Today was one of those days were it’s a pleasure to be alive. After one of the coolest starts in San Francisco history, it became a clear and sunny day with endless visibility and we made the most of the great conditions for one of the most active days of the trip.

We started with breakfast at a diner down the road from the hotel – the old-school kind that you see in so many American movies – caught the cable car down to Fisherman’s Wharf and walked to the Ferry Terminal, where tours for Alcatraz leave from. It’s hard to do justice to just how nice a day it was, but the pictures should give you some sort of idea. We got a day with sunshine, cool temperatures and barely a breeze of which to speak. Perfect.



Our first round of exercise came at Alcatraz, where the ferry docks on the far side of the infamous penitentiary facility (now a national park), which requires a long walk of switchbacks to get to the main cell block, at the highest point of the island, where the views of San Francisco and the surrounding Bay are breathtaking. We did an audio tour of the cell blocks, which is an interesting way to learn about some of the people and events that made The Rock such a famous prison. 

Alcatraz is home, of course, to some pretty big-time criminals, like Al Capone and the Birdman of Alcatraz, but that’s only half the story of this windswept island. Through the tour, you get to hear about escapes, attempted escapes, inmate riots and how there was a little community of guards and other personnel who lived quite happily, some with children, on the island. It was a pretty safe place, with the scum and scourge of America locked up in such high-security environs.  Later in life, Alcatraz was home to an ongoing protest for equality by American Indians, and is now a National Park, staffed by rangers and historians from the National Parks Service.

Looking up to the main cell block

The Rock is definitely a fascinating place to visit, if not a little creepy at times when various elements of prison life are touched on – there’s so much history there, and the history of the once-federal penitentiary is tied to the shifts that America has taken over the years. We spent the best part of three hours there before heading back to the city, to a seafood restaurant at Pier 39 for lunch. I had clam chowder in a sourdough bowl and a nice salad. We shared an entrĂ©e of crab cakes, which were really, really good. The seafood is as good here as it is anywhere else in America.



After lunch, we rented bikes and commenced a good 30km of riding. First, we rode down to AT&T Park, home of the San Francisco Giants (Major League Baseball) under the Bay Bridge, then circled around and went up to Golden Gate Bridge, across the span on the western (ocean) side and down to the small village Sausalito, catching the ferry back to the city after dark. 

It’s impossible to accurately describe how amazing it is to be on a bike with the wind biting at your cheeks on a perfect winter afternoon as the sun is setting over the Pacific Ocean. The city is at your back all the way up, and the bridge gets bigger and bigger, catching the late afternoon sun, a glimpse of the open expanse of the Pacific Ocean beyond. It’s a beautiful sight at the best of times, but when you get to experience it at sundown, it’s something else entirely. It’s mesmerising.

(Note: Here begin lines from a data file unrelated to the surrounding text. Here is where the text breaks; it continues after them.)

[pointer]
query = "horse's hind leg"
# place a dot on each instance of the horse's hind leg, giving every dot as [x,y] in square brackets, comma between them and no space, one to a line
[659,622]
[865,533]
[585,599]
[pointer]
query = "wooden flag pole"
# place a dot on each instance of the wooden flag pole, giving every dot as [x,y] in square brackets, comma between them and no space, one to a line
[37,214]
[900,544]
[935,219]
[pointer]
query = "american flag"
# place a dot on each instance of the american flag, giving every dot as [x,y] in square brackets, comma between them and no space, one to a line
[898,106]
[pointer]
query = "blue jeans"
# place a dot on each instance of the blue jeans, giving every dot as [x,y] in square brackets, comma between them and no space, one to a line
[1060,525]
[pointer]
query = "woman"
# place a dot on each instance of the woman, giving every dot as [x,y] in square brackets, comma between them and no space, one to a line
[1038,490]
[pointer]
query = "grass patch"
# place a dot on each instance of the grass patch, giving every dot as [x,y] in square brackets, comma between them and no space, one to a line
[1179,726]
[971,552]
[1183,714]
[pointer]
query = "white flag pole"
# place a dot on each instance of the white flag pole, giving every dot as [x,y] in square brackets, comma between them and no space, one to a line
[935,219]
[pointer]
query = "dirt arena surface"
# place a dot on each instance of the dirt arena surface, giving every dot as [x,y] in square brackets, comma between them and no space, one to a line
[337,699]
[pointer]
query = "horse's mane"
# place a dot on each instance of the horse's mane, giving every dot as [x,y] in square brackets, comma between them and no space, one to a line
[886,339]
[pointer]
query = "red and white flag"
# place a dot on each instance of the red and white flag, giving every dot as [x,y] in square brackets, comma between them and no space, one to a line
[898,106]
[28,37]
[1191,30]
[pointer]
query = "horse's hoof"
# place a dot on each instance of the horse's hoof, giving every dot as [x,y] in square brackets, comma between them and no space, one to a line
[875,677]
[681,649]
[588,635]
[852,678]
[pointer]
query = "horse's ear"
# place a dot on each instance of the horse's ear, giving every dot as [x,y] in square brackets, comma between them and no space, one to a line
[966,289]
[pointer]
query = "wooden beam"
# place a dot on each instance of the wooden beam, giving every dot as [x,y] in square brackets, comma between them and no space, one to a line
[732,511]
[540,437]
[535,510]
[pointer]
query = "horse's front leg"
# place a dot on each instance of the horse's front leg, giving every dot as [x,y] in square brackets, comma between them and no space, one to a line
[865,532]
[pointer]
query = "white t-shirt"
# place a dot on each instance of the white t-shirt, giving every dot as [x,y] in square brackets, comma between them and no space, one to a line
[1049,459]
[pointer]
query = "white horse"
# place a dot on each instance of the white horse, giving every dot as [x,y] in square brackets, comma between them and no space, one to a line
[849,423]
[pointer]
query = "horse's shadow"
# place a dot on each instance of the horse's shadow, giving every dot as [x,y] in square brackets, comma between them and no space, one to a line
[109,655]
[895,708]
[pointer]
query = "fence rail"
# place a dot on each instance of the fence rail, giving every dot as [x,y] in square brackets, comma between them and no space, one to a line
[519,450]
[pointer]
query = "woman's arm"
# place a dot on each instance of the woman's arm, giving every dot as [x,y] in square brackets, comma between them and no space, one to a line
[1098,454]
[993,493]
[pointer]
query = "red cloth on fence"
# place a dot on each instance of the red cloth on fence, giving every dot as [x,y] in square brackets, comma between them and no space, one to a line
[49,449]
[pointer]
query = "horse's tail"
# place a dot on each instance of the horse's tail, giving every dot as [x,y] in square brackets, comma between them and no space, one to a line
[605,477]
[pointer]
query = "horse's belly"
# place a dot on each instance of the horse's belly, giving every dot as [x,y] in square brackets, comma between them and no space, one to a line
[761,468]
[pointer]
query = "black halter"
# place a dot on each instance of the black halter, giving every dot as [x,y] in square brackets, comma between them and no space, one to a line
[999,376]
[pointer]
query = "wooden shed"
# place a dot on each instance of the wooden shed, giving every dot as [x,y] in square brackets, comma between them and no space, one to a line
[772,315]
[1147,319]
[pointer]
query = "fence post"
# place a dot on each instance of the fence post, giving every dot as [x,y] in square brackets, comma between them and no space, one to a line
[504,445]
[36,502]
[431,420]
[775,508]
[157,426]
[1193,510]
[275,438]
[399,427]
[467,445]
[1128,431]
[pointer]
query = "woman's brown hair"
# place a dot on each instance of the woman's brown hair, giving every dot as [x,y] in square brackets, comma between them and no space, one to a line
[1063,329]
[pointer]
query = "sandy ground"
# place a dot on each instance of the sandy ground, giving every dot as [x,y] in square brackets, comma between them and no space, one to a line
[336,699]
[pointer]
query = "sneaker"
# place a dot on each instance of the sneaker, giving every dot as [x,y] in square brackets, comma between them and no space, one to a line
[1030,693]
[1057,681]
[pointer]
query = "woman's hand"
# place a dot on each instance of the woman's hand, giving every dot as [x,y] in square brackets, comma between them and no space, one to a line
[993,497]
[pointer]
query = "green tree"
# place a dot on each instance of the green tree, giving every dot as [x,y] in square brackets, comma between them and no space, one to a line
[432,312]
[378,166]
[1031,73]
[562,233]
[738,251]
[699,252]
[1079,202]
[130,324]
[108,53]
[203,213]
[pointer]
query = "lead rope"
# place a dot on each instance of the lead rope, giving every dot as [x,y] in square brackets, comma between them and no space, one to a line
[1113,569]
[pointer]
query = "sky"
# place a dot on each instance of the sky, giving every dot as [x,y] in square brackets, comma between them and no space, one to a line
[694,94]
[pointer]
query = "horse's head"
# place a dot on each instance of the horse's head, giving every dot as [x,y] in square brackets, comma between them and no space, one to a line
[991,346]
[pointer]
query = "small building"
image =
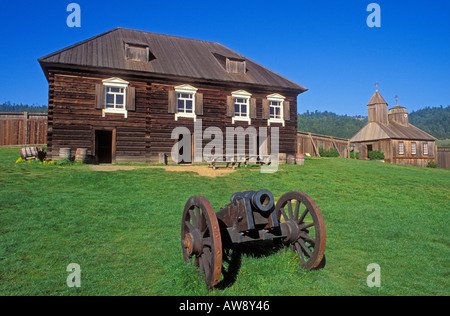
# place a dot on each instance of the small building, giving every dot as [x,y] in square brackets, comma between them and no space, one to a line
[391,133]
[121,94]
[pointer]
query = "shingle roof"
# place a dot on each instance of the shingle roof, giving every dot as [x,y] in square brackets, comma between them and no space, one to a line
[174,56]
[392,130]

The San Francisco skyline from Alcatraz

An excellent day topped off with dinner at an awesome pizza restaurant just up the road from the hotel. We’ll sleep well tonight, which is just as well because we have an early start in the morning. We’re leaving San Francisco and driving into the Sierra Nevada Mountains to one of my favourite places on earth, Yosemite National Park, where snow is in the forecast!